Written by Kamal Patel
Last Updated:

Astragalus Membranaceus has just been added to the inventory, and it is a weird one. Among plants, it is unique; among supplements, the body of evidence is also unique.


  • It has a ton of human studies on it already

  • Aside from inhibiting CYP3A4 (harmless itself, but could adversely interact with pharmaceuticals) it appears to have no side effects

  • It has some amazing studies behind it, such as the case study citing Astrgalus (15g whole plant daily) for curing a kidney disorder

  • It seems to be a reliable and potent kidney health supplement, which are not too common to come across


  • Some topics, such as muscle protein synthesis and testosterone, are unexplored. Neurology is also not studied too much, aside from being able to protect the brain from damages

  • A very large amount of human studies are via injections, and thus due to the poor bioavailability of Astragaloside IV it is not sure if the potency seen can extend to oral consumption of Astragalus

  • The reason for the poor bioavailability of Astragalus doesn't seem to be one that can be aided by coingestion of ingredients (like how curcumin has it's bioavailability enhanced by black pepper extract) so we may be stuck with poor absorption rates

  • A lot of studies use the whole extract, and do not specify which component (saponins, flavonoids, polysaccharide, etc.) is the active fragment; meaning it would be prudent to use the whole plant rather than isolated components

For the most part, this herb seems to be very nice for circulatory and kidney health as well as a general 'protective tonic' to use words form Chinese Medicine. If we had more studies done on other body organs, it is possible that Astragalus could be a 'panacea' (using that term loosely here) but it is too preliminary to come to a conclusion. It is quite promising though.

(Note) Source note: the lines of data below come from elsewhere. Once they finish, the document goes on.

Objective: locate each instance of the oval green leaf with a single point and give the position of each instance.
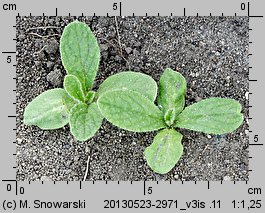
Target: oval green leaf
(134, 81)
(73, 87)
(165, 151)
(131, 111)
(85, 120)
(49, 110)
(172, 90)
(212, 116)
(80, 53)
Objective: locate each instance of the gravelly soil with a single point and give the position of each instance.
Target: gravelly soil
(212, 53)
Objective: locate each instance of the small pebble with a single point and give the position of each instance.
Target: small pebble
(52, 46)
(227, 178)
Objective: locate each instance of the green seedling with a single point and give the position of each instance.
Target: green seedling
(76, 102)
(136, 111)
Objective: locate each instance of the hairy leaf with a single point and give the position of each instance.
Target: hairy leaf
(80, 53)
(172, 89)
(49, 110)
(90, 96)
(85, 120)
(213, 115)
(134, 81)
(73, 87)
(131, 111)
(165, 151)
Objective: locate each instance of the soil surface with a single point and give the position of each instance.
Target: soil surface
(211, 52)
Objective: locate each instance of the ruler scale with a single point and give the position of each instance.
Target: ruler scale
(143, 196)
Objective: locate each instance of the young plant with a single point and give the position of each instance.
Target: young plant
(76, 102)
(136, 111)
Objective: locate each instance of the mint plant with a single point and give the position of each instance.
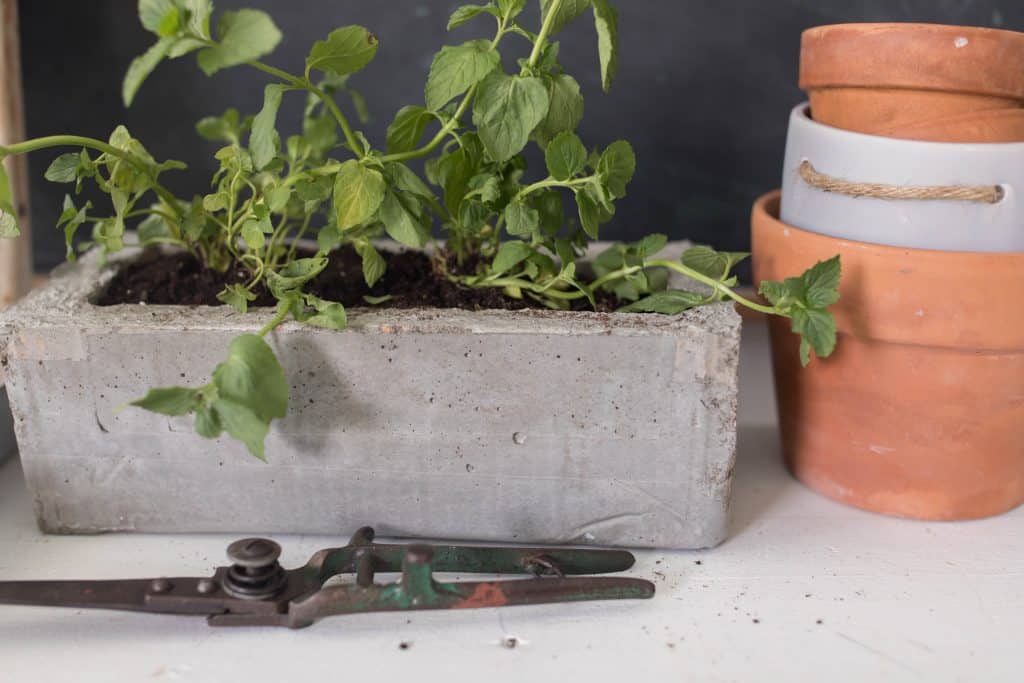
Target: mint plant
(503, 226)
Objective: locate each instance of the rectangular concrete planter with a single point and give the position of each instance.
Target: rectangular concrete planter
(532, 426)
(7, 445)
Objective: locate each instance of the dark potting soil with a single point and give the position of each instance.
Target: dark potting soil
(178, 279)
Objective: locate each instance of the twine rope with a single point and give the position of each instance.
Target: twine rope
(978, 194)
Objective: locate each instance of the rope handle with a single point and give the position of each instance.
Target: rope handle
(977, 194)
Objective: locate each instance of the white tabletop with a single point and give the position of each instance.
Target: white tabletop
(805, 590)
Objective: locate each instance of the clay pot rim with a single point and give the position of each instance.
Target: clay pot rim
(768, 206)
(844, 43)
(806, 118)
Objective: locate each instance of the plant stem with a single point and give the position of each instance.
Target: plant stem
(716, 285)
(551, 182)
(80, 141)
(305, 84)
(274, 322)
(542, 38)
(454, 121)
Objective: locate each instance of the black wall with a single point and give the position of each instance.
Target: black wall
(704, 91)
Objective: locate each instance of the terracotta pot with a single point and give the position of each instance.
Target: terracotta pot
(921, 81)
(920, 412)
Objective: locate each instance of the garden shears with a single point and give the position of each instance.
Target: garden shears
(255, 590)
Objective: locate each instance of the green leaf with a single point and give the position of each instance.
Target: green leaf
(207, 422)
(244, 424)
(358, 193)
(671, 302)
(567, 11)
(252, 232)
(142, 66)
(456, 70)
(238, 297)
(264, 141)
(245, 35)
(346, 50)
(590, 217)
(330, 314)
(276, 198)
(294, 274)
(511, 8)
(521, 219)
(403, 178)
(510, 254)
(651, 245)
(173, 401)
(616, 167)
(713, 263)
(817, 328)
(565, 111)
(399, 223)
(199, 12)
(225, 128)
(314, 190)
(406, 131)
(821, 283)
(251, 377)
(65, 168)
(467, 13)
(507, 111)
(160, 16)
(565, 157)
(606, 22)
(550, 206)
(374, 265)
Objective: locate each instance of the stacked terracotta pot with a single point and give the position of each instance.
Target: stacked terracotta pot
(909, 164)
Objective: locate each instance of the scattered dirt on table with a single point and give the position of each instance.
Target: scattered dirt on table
(411, 281)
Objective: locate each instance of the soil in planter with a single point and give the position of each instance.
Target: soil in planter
(162, 279)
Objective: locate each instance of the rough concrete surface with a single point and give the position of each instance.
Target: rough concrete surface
(531, 426)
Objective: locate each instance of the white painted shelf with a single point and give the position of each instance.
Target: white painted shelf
(805, 590)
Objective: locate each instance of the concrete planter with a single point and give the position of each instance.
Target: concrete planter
(535, 426)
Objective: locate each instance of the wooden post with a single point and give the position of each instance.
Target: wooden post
(15, 255)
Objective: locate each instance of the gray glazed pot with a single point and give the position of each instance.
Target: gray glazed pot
(532, 426)
(943, 224)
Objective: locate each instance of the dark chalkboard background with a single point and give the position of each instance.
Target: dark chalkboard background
(704, 91)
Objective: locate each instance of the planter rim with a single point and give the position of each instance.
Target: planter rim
(918, 297)
(67, 296)
(768, 206)
(906, 55)
(926, 224)
(801, 115)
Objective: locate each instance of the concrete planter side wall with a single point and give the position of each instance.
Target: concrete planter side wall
(532, 426)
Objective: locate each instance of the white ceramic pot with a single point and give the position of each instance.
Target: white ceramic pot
(940, 224)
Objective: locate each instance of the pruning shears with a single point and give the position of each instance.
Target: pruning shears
(255, 590)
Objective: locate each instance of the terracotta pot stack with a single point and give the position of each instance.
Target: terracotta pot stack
(909, 164)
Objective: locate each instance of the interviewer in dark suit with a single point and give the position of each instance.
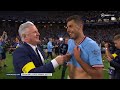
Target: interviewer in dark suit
(25, 58)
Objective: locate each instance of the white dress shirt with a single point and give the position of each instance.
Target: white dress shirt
(54, 62)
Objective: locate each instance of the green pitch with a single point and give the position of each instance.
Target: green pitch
(8, 72)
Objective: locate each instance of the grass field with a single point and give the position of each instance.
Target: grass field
(6, 71)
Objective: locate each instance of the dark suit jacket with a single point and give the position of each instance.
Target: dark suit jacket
(25, 54)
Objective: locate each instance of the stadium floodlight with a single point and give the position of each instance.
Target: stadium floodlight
(9, 20)
(61, 39)
(50, 24)
(113, 18)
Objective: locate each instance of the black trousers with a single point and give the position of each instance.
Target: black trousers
(49, 54)
(64, 70)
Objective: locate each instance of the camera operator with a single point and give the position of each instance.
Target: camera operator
(113, 56)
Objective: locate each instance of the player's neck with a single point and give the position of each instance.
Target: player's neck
(80, 40)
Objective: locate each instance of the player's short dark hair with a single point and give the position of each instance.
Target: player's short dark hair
(76, 18)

It is a bit unfortunate that the best benefits are seen with such a high dose of root extract (15-30g) as most supplements are geared towards 500mg to 1g. The lower doses give benefit, but this is one of the few supplements that may follow a 'more is better' relationship until your intestines tell you to stop.

Over the past few months, Astragalus Membranceus appears to be one of the more promising additions to the inventory from a supplemental point of view. I look forward to new and exciting studies on this herb, and wish for great things from it.